Car-eening
You might think that some of Bill Reyner’s escapades are a little far fetched. No, not really. His car accidents for instance, yes I’ve been there in every one. Once I end-over-ended a French Peugeot. Unfortunately it was on a hill and the car tried to make like a golf ball in the rough. Backwards, end-over-end she descended the hill with me clinging onto the steering column for dear life. At the bottom of the hill it stopped and a very dizzy and disoriented driver sat up to discover the car had landed the right way up, no windows, no doors, rear cab roof crushed flat one road wheel missing, no lights, battery or fuel tank. Climbing out I looked back up the hill and saw a trail of debris reminiscent of an airplane crash. My only injuries were a very bruised back and a severely bruised knee.
Another time as passenger we went off a curve in a military truck at just over 75 miles per hour.
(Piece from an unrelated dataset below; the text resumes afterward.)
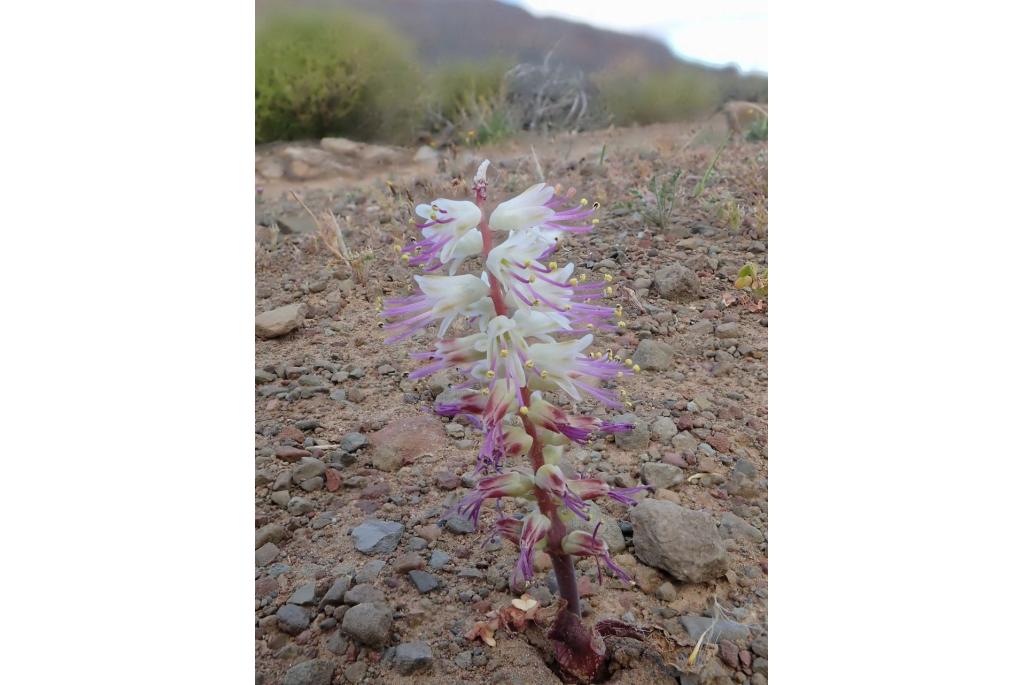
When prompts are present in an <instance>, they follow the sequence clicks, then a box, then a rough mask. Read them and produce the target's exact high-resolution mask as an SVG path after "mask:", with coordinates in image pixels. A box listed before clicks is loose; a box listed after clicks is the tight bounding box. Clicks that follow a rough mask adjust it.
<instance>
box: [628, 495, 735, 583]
mask: <svg viewBox="0 0 1024 685" xmlns="http://www.w3.org/2000/svg"><path fill="white" fill-rule="evenodd" d="M630 519H631V520H632V521H633V546H634V549H635V551H636V557H637V558H638V559H639V560H640V561H642V562H643V563H645V564H647V565H648V566H655V567H657V568H660V569H663V570H666V571H668V572H669V573H671V574H672V575H673V576H674V577H676V579H678V580H680V581H686V582H689V583H705V582H708V581H713V580H715V579H717V577H719V576H720V575H722V574H723V573H725V571H726V569H727V568H728V560H729V559H728V555H727V554H726V551H725V547H724V546H723V545H722V539H721V538H720V537H719V534H718V527H717V526H716V525H715V520H714V519H713V518H712V517H711V516H710V515H709V514H707V513H703V512H699V511H693V510H692V509H685V508H683V507H680V506H679V505H677V504H673V503H671V502H666V501H664V500H644V501H643V502H641V503H640V504H639V505H637V506H636V507H634V508H633V509H632V511H631V512H630Z"/></svg>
I remember the edge marker posts bursting off the front of the vehicle like machine gun bullets. We slipped into the ditch and ended up at a tree that stubbornly refused to move. The front of the vehicle buckled and the front window exploded. Again I staggered out, the only member of the three man crew able to walk. Talking of military vehicles reminds me of the time I was driving an armoured car in Africa coming down a fairly steep and long hill the brakes suddenly failed. Oh boy! Fortunately I had two things in my favour, one; I had been trained to drive properly and two; the gears were manual. Remembering the drill I popped the clutch raced the motor and jammed it into a lower gear. As my heart raced and the bottom of the hill came closer and closer I did it another three times. Fortunately the gearbox took the punishment and I reached the bottom at only thirty miles an hour. The most amusing was when I was in Africa. At a little shop in Ruiru One of the lads thought it would be a grand idea to buy 5 pounds of Chinese Crackers. For fun we would light one and toss it at a local African as we passed. (I know, hooliganism.) But the laugh was on us. I sat next to the driver with the bag of fireworks on my lap, Tony the driver was the instigator and had the most fun. I would break one off and hand it to him; he lit it with his cigarette and gleefully tossed it out his open window. This particular time the fuse snapped off and still alight blew back into the car, landing in the bag that was on my knee. I looked in with the intension of retrieving it but all I saw was a mass of fire. In panic I handed the bag to the policeman sitting behind me. It was at that time the world ended. In an instant the car was filled with fire and explosions and choking smoke. All I can say is – we all survived.